Seasonal demand. It’s one of the greatest challenges for any business.
Both feasts and famines have their issues. Either your business can’t keep up with demand, or there’s not enough work to pay the bills.
Almost every business experiences seasonal fluctuations in sales and cash flow.
Some fluctuations are predictable—certain holidays, popular vacation times or weather seasons. But others—like a crisis that suddenly cuts sales—are unpredictable.
The key is knowing how to manage these seasonal cycles.
You want to maximize sales during the good times and minimize losses during the slow times. You also want to protect your cash surpluses so you can rely on them when times are tight.

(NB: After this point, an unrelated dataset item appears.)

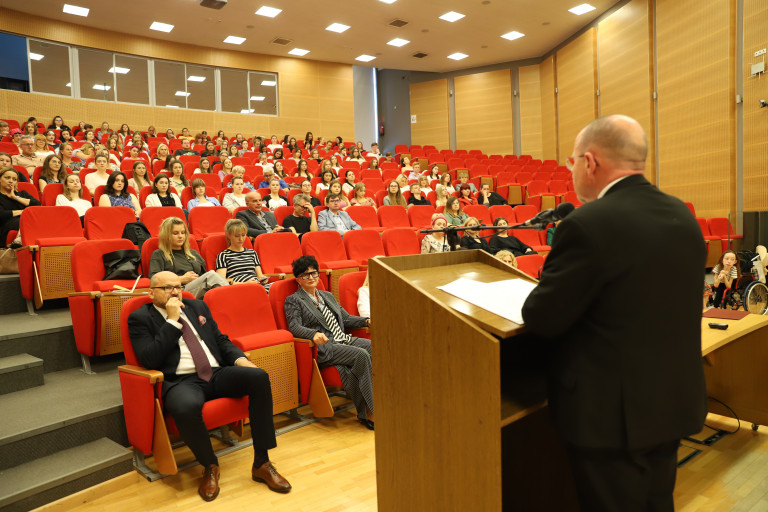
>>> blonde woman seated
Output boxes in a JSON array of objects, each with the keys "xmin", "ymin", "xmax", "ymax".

These sales strategies can help you spread the impact of seasonal demand:
Flatten the seasonal demand curve
Use your sales and marketing tactics to spread demand across the year.
Promote either side of the peaks (especially if you lose customers because you’re too busy). If you can, encourage customers to buy sooner (or later) to even the sales bumps. During the valleys, you’ll want to encourage more customers to fill the gap.
These tactics can help:
- Change your price. If demand is high, you could increase prices to help decrease demand just enough to remain busy. If demand is low, offer discounts or incentives to encourage purchases.
- Allow customers to pre-purchase in exchange for a discount, free product, service or other high-value but low-cost item.
- Set up an annual payment plan or subscription model that encourages customers to pay monthly.
Spreading sales can be harder with perishable products and services. But there might be new products you can introduce to help with that.
Diversify your offerings
Can you diversify what you deliver during quiet periods? This might provide additional opportunities to redirect resources and be more resilient to fluctuating demand.
Here are some ways to diversify:
- Launch new products or services outside your usual sales high.
- Consider partnering with other complementary businesses (you sell their products when you’re not busy, and they sell yours in return). Or sub-contract and supply to larger businesses.
- Import or export non-seasonal products or investigate becoming a supplier to non-seasonal businesses.
- Look at new sales channels, like moving parts of your business online to sell in other regions that don’t suffer wild seasonal swings.
Don’t forget to search online, subscribe to industry news, visit business association sites and talk to suppliers and experts to validate your ideas.
Keep your ear to the ground
If possible, take advantage of events that occur out of the ordinary. (Think sports or cultural events hosted locally.) Can you stay open longer during those times?
Also, consider opening pop-up stores in other regions or creating events in partnership with other businesses to generate demand.
Manage the off-season
Think about what you can do to scale down efficiently for expected drops in sales and when customers might still need support.
This might mean:
- Closing parts of the business.
- Using the time to prepare for the next season.
- Doing something else.
It’s not unusual for some businesses to have separate parts that open and close with the seasons.
Manage the on season
If you experience a sudden increase in demand, remember to expand or manage customer service levels.
The last thing you want is unhappy customers waiting for delivery or an out-of-stock product.
Identify and establish a plan to access surplus products or services to satisfy the temporary high demand. To help do this:
- Arrange backup suppliers in case your existing providers run short. And buy in volume before any expected increase so you don’t run out. If you can buy inventory on consignment (only pay for what you sell), even better!
- Use inventory management software linked to sales so staff doesn’t order too many of the wrong items. And be prepared to offload spare products or materials at the end of the season.
- Your staff supply is also critical. So, plan to add people quickly when busy and reduce when you’re not.
- Investigate contracting parts of your operation to other businesses if demand explodes.
- Audit the type of seasonality your business experiences. Then, develop contingency strategies to manage its impact.
- Ask for the event calendars of local sports clubs and cities to build a sales campaign for one-off occasions.
- Form partnerships with other businesses that either have different seasonality cycles or are in different industries that don’t experience fluctuations.